Estive a fazer o estágio do meu curso numa rádio onde, para mal dos meus pecados, estava uma senhora que tem um certo rancor a deficientes, sejam eles físicos ou mentais. Eu via isso porque na altura também trabalhava lá um senhor deficiente motor e ela simplesmente o tratava igual a lixo. No início até tive ali algumas oportunidades mas ela terá começado a ver que eu era melhor do que ela e resolveu cortar-me as pernas antes que eu fosse uma ameaça. Começou também a tratar-me quase como tratava o colega. Estava mortinha por me vir dali embora e nunca mais lhe olhar para a cara. Certa tarde, como ela me proibiu de ir lá para dentro do estúdio, fiquei cá fora à entrada. Não tendo o que fazer, observava o andamento dela a gravar um programa que iria para o ar de madrugada. Uma hora para gravar meia dúzia de takes!!!! Vi ali colegas a gravarem-nos em cinco minutos. Depois ainda praguejava contra o computador. Um belo de um espectáculo! Um espectáculo mesmo triste! Até me estava a meter impressão. Para essa criatura, o computador era um bicho complicado mesmo. A Delegação da ACAPO de Águeda teve conhecimento de que essa desprezível personagem apanhou lá para divulgação um folheto com actividades da delegação, rasgou-o em mil pedacinhos e colocou no lixo. Eu ainda perguntei aos meus colegas se lhe queriam fazer uma espera à porta da rádio para ajustar contas. Eu ainda sabia o caminho para lá. Era por de mais humilhante para uma pessoa assim comer uma sova de meia dúzia de cegos. Isso é que era!

Depois mudei de ramo profissional e senti que, ao simplesmente fazer bem o meu trabalho, estava a frustrar as expectativas niveladas por baixo que tinham a meu respeito pela deficiência. Ao verem que eu executava as tarefas tão bem como elas, viam em mim talvez uma ameaça. Depois, qualquer errinho, qualquer inaptidão para fazer outras coisas (cortar, por exemplo) era o pretexto para exprimirem os seus sentimentos.

Eu até compreendo tais sentimentos e tais atitudes. Deve ser frustrante ver uma pessoa com uma deficiência fazer as coisas tão bem ou melhor do que elas. No caso da senhora da rádio, eu era muito melhor do que ela. Seguramente. Demoraria mais de cinco minutos a gravar um take mas não estava ali uma eternidade como ela. Das duas uma, ou não nos deixam trabalhar à partida, ou deixam-nos trabalhar e depois começam a ficar melindradas por gorarmos e desmistificarmos os seus preconceitos e essa frustração acaba por ser despejada contra nós.

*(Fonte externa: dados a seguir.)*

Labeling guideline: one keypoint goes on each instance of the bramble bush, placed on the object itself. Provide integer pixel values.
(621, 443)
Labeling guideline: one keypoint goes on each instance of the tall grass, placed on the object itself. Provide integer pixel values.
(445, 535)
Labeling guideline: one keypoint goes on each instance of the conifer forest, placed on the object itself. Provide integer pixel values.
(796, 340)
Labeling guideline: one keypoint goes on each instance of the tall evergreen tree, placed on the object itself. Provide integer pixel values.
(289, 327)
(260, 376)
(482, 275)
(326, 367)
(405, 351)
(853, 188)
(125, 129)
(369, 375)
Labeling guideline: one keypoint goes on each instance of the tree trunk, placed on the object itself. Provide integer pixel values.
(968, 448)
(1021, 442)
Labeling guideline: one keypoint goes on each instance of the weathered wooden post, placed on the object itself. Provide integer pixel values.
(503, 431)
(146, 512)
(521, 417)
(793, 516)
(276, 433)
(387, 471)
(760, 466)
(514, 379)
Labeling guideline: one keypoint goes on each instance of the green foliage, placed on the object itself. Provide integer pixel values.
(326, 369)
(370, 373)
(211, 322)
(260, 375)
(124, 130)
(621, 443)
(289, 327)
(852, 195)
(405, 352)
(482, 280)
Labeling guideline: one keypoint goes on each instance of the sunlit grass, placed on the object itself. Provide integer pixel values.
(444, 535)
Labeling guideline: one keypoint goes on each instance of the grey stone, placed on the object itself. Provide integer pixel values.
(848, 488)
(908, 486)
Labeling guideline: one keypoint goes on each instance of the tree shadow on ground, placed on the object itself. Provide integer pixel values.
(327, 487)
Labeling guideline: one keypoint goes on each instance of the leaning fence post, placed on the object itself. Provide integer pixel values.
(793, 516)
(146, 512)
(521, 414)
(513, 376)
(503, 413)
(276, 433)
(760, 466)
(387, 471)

Hoje por acaso trabalho num local sossegado onde ninguém me observa a trabalhar e não ficam ali pasmados a olhar para mim como acontecia dantes. Como isso era horrível! Trabalho à minha maneira, ao meu ritmo e…consigo competir com as minhas colegas que desempenham as mesmas funções que eu. Foi-me dada essa oportunidade, tive de me adaptar, não foi fácil nos primeiros tempos mas, depois de ter tudo ao meu jeito, faço sempre o meu melhor e tenho tido sucesso. Como trabalho à distância e não vejo as pessoas com quem trabalho, nem elas a mim, ainda há muita gente que desconhece que eu tenho apenas um décimo de visão num olho. Outras, quando há a oportunidade de estarem comigo frente a frente, ficam simplesmente embasbacadas. Pela minha parte só tenho de sentir orgulho e me sentir feliz por não se notar a diferença entre o meu trabalho e o de outra colega sem problemas. Isto é sinal de que todos os meus sacrifícios não estão a ser em vão e é um impulso para eu continuar.

E assim é a vida de cada um de nós que nasceu diferente ou a vida cavou as diferenças. Às pessoas que ficam impressionadas e questionam como nós vivemos, sempre digo que vivemos como toda a gente, simplesmente vivemos naquilo a que eu chamo o mundo-cão das deficiências, o mundo tão incompreendido e tão desvalorizado neste nosso Portugal, o mundo que está longe de ser feto à nossa medida, o mundo onde todos os dias temos de lutar pela sobrevivência.